On 25 July 2012, Wake signed for Superettan side Umeå. He made his debut on 4 August 2012 in a 0–1 loss to Hammarby. He scored his first goal for Umeå on 13 August 2012 in a 1–0 win over Jönköpings Södra. In January 2013 it was announced that Wake would return to Östersund where he would play for IFK Östersund combined with working as first-team coach for his former club Östersunds FK.

==Managerial career==
Wake combined playing part-time for Ytterhogdals with coaching at Östersund. He took over as player-manager of Ytterhogdals ahead of the 2016 season. In 2018, he took over as manager of Luleå but left halfway through the season to return to coach at Östersund. In February 2021, he moved to Denmark to coach at Kjellerup.
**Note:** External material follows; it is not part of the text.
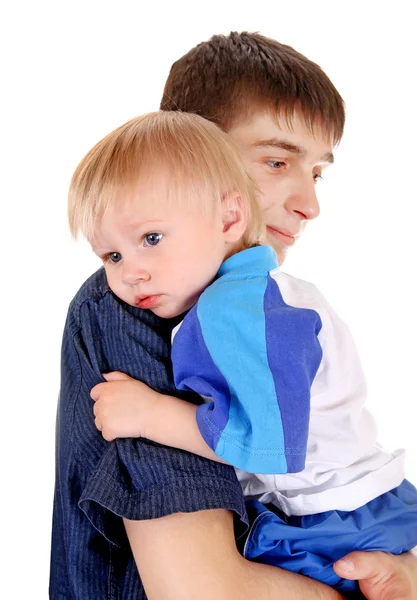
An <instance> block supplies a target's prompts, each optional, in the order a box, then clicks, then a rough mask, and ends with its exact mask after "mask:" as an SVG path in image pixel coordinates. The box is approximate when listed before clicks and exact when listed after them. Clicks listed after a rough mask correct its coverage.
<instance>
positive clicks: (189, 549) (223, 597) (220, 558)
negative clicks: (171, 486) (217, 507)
mask: <svg viewBox="0 0 417 600" xmlns="http://www.w3.org/2000/svg"><path fill="white" fill-rule="evenodd" d="M124 524H125V527H126V531H127V535H128V538H129V541H130V545H131V548H132V551H133V555H134V557H135V561H136V564H137V566H138V568H139V571H140V575H141V578H142V581H143V583H144V587H145V590H146V593H147V595H148V598H149V600H178V599H181V600H188V599H190V600H195V598H198V599H199V600H212V598H216V600H223V599H224V600H253V599H254V598H256V599H257V600H264V599H265V600H274V599H281V598H282V599H285V600H304V599H308V600H342V596H341V595H340V594H339V593H338V592H336V591H334V590H333V589H331V588H329V587H327V586H325V585H323V584H322V583H319V582H317V581H315V580H313V579H309V578H308V577H303V576H302V575H297V574H295V573H291V572H289V571H284V570H282V569H279V568H277V567H271V566H268V565H261V564H257V563H251V562H249V561H247V560H246V559H244V558H243V557H242V556H241V555H240V554H239V553H238V551H237V549H236V546H235V542H234V538H233V518H232V514H231V513H230V512H228V511H225V510H210V511H200V512H196V513H189V514H185V513H181V514H178V513H177V514H174V515H170V516H167V517H163V518H161V519H154V520H147V521H128V520H126V519H125V520H124ZM347 559H348V560H349V562H350V563H352V565H353V569H354V570H353V571H348V570H346V569H345V570H343V569H342V567H341V566H340V565H341V561H339V566H338V568H337V572H338V573H339V575H341V576H343V577H347V578H349V579H353V578H355V579H360V586H361V590H362V593H363V594H364V596H365V598H367V599H368V600H417V557H416V556H413V555H412V554H411V553H407V554H403V555H401V556H393V555H390V554H384V553H382V552H354V553H352V554H350V555H349V556H348V557H347ZM348 566H349V565H348Z"/></svg>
Later in the year, he joined Viborg to take over their under-17 side.

==Honours==
Carlisle United
- Football League Trophy runner-up: 2002–03

Hamilton Academical
- Scottish Football League First Division: 2007–08

Östersund
- Division 2 Norrland: 2011
- DM Cup: 2011

==Career statistics==

===Club===

| Club | Season | League^{[A]} |  | FA Cup^{[B]} |  | League Cup |  | Other^{[C]} |  | Total |  |
| Apps | Goals | Apps | Goals | Apps | Goals | Apps | Goals | Apps | Goals |
| Carlisle United | 2002–03 | 28 | 9 | 1 | 0 | 1 | 0 | 3 | 0 | 33 | 9 |
| 2003–04 | 15 | 0 | 1 | 0 | 1 | 0 | 2 | 2 | 19 | 2 |
| Total | 43 | 9 | 2 | 0 | 2 | 0 | 5 | 2 | 52 | 11 |
| Gretna | 2003–04 | 11 | 5 | 0 | 0 | 0 | 0 | 0 | 0 | 11 | 5 |
| 2004–05 | 6 | 3 | 0 | 0 | 0 | 0 | 1 | 0 | 7 | 3 |
| Total | 17 | 8 | 0 | 0 | 0 | 0 | 1 | 0 | 18 | 8 |
| Scarborough | 2005–06 | 13 | 5 | 1 | 0 | 0 | 0 | 0 | 0 | 14 | 5 |
| Hamilton Academical | 2005–06 | 10 | 5 | 4 | 0 | 0 | 0 | 0 | 0 | 14 | 5 |
| 2006–07 | 32 | 5 | 1 | 0 | 0 | 0 | 1 | 0 | 34 | 5 |
| 2007–08 | 19 | 1 | 0 | 0 | 4 | 2 | 1 | 0 | 24 | 3 |
| Total | 61 | 11 | 5 | 0 | 4 | 2 | 2 | 0 | 72 | 13 |
| Greenock Morton | 2007–08 | 11 | 4 | 1 | 0 | 0 | 0 | 0 | 0 | 12 | 4 |
| 2008–09 | 32 | 9 | 1 | 0 | 3 | 2 | 3 | 1 | 39 | 12 |
| 2009–10 | 13 | 4 | 3 | 0 | 2 | 0 | 1 | 0 | 19 | 4 |
| Total | 56 | 17 | 5 | 0 | 5 | 2 | 4 | 1 | 70 | 20 |
| Gateshead | 2009–10 | 18 | 3 | 0 | 0 | 0 | 0 | 2 | 0 | 20 | 3 |
| 2010–11 | 13 | 0 | 0 | 0 | 0 | 0 | 3 | 2 | 16 | 2 |
| Total | 31 | 3 | 0 | 0 | 0 | 0 | 5 | 2 | 36 | 5 |
| Östersund | 2011 | 20 | 24 | 2 | 4 | 0 | 0 | 2 | 3 | 24 | 31 |
| 2012 | 13 | 2 | 0 | 0 | 0 | 0 | 0 | 0 | 13 | 2 |
| Total | 33 | 26 | 2 | 4 | 0 | 0 | 2 | 3 | 37 | 33 |
| Umeå | 2012 | 10 | 1 | 0 | 0 | 0 | 0 | 0 | 0 | 10 | 1 |
| Career totals |  | 264 | 80 | 15 | 4 | 11 | 4 | 19 | 8 | 309 | 96 |

A. The "League" column constitutes appearances and goals (including those as a substitute) in The Football League, Scottish Football League, Football Conference, Superettan, Swedish football Division 1 & Swedish football Division 2.
B. The "FA Cup" column constitutes appearances and goals (including those as a substitute) in the FA Cup & Svenska Cupen.
C. The "Other" column constitutes appearances and goals (including those as a substitute) in the FA Trophy, Football League Trophy, Scottish Challenge Cup & DM Cup.